From 75a7fa1919af749ba79a2b70c542320707837f61 Mon Sep 17 00:00:00 2001
From: Benoit Steiner <benoit.steiner.goog@gmail.com>
Date: Fri, 18 Dec 2015 14:07:31 -0800
Subject: [PATCH] Doubled the speed of full reductions on GPUs.

---
 .../Eigen/CXX11/src/Tensor/TensorReductionCuda.h       | 10 +++++-----
 1 file changed, 5 insertions(+), 5 deletions(-)

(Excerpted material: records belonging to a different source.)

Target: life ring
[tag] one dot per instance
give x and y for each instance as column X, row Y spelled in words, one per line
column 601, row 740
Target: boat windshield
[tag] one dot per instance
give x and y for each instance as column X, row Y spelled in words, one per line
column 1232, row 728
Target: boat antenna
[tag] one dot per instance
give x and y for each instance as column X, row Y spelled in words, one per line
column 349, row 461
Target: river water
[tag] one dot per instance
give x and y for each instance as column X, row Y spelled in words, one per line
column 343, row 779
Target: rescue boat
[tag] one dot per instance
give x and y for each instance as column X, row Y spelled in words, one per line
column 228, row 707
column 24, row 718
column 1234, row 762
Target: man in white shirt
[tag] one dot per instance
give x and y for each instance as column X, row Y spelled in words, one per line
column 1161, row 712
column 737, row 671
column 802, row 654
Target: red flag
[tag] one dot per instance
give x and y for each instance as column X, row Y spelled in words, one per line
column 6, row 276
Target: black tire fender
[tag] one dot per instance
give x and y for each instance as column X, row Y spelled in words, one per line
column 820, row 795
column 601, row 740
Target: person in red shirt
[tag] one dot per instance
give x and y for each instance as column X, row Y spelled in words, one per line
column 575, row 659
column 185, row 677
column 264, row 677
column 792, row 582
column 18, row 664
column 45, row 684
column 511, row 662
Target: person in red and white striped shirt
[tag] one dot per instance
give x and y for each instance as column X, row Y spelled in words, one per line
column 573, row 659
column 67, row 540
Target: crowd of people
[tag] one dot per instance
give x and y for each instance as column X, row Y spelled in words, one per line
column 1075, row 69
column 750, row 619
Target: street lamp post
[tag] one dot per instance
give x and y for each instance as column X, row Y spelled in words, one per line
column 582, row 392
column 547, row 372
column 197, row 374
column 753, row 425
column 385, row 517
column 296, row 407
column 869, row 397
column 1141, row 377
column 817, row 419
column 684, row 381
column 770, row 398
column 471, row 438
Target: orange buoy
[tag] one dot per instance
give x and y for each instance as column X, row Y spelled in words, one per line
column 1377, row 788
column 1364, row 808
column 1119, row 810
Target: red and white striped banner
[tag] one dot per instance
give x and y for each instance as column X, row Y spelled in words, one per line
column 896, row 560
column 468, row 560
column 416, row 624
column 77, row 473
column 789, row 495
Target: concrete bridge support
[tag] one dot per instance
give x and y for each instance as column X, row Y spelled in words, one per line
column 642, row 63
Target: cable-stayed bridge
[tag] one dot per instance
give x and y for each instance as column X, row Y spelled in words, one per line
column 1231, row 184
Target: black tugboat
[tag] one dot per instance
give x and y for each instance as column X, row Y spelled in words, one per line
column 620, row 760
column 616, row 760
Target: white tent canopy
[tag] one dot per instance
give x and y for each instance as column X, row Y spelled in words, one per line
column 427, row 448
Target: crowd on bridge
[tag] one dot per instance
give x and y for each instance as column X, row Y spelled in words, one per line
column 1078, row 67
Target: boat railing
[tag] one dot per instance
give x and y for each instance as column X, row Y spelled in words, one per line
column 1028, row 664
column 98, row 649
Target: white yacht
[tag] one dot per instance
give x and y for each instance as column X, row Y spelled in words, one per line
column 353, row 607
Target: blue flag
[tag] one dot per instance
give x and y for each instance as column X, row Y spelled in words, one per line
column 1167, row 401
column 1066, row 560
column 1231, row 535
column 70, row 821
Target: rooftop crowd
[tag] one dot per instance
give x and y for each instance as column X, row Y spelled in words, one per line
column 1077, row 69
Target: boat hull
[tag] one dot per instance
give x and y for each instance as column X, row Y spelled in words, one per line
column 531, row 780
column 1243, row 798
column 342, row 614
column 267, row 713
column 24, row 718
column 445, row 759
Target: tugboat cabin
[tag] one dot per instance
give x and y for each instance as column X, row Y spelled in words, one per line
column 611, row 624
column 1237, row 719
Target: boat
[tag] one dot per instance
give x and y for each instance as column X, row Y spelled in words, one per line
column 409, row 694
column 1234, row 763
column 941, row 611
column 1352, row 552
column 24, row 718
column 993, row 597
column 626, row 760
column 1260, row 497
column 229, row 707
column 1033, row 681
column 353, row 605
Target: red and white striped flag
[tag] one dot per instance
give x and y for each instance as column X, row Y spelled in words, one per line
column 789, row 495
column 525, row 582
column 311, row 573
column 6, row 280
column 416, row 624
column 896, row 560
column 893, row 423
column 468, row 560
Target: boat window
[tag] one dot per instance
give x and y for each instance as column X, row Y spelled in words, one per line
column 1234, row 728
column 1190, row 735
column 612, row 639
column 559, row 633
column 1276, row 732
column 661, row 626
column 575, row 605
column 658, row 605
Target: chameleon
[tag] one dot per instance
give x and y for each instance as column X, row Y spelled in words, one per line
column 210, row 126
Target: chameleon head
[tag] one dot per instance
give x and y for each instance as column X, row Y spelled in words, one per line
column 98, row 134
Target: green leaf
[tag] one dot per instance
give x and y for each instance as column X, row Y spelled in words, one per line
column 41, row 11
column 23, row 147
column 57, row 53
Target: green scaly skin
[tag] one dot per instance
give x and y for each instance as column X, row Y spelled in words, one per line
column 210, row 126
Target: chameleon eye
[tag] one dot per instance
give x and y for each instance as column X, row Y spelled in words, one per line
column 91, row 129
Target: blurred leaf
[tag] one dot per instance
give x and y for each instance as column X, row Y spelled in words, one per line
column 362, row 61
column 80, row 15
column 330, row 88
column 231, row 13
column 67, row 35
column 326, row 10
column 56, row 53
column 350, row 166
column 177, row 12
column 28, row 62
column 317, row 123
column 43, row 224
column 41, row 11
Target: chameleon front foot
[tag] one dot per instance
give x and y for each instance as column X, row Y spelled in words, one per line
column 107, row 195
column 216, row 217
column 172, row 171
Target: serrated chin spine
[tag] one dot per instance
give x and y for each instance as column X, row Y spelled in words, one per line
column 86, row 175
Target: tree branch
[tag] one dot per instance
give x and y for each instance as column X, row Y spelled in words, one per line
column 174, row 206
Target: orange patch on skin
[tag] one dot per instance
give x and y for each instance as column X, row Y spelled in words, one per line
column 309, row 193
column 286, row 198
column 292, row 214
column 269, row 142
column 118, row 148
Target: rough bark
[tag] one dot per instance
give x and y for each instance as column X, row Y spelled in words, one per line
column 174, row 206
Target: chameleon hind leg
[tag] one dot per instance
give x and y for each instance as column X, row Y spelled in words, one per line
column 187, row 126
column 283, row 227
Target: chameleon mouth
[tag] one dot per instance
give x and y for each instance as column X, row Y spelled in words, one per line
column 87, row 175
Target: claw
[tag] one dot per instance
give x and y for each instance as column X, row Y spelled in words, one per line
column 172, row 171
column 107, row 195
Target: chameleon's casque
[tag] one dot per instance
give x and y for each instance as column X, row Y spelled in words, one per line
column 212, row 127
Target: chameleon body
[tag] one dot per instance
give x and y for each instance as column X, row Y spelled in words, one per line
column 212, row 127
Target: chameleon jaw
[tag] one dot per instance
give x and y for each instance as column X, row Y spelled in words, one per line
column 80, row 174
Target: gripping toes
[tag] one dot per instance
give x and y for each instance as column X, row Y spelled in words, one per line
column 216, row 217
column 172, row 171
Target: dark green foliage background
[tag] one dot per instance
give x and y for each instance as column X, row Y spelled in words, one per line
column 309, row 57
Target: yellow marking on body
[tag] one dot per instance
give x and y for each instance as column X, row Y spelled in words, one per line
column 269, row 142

diff --git a/unsupported/Eigen/CXX11/src/Tensor/TensorReductionCuda.h b/unsupported/Eigen/CXX11/src/Tensor/TensorReductionCuda.h
index 49102fca2..af1b9432c 100644
--- a/unsupported/Eigen/CXX11/src/Tensor/TensorReductionCuda.h
+++ b/unsupported/Eigen/CXX11/src/Tensor/TensorReductionCuda.h
@@ -87,15 +87,15 @@ __global__ void FullReductionKernel(Reducer reducer, const Self input, Index num
   }
 
   typename Self::CoeffReturnType accum = reducer.initialize();
-  for (Index i = 0; i < NumPerThread; ++i) {
-    const Index index = first_index + i * BlockSize;
-    if (index >= num_coeffs) {
-      break;
-    }
+  Index max_iter = numext::mini<Index>(num_coeffs - first_index, NumPerThread*BlockSize);
+  for (Index i = 0; i < max_iter; i+=BlockSize) {
+    const Index index = first_index + i;
+    eigen_assert(index < num_coeffs);
     typename Self::CoeffReturnType val = input.m_impl.coeff(index);
     reducer.reduce(val, &accum);
   }
 
+#pragma unroll
   for (int offset = warpSize/2; offset > 0; offset /= 2) {
     reducer.reduce(__shfl_down(accum, offset), &accum);
   }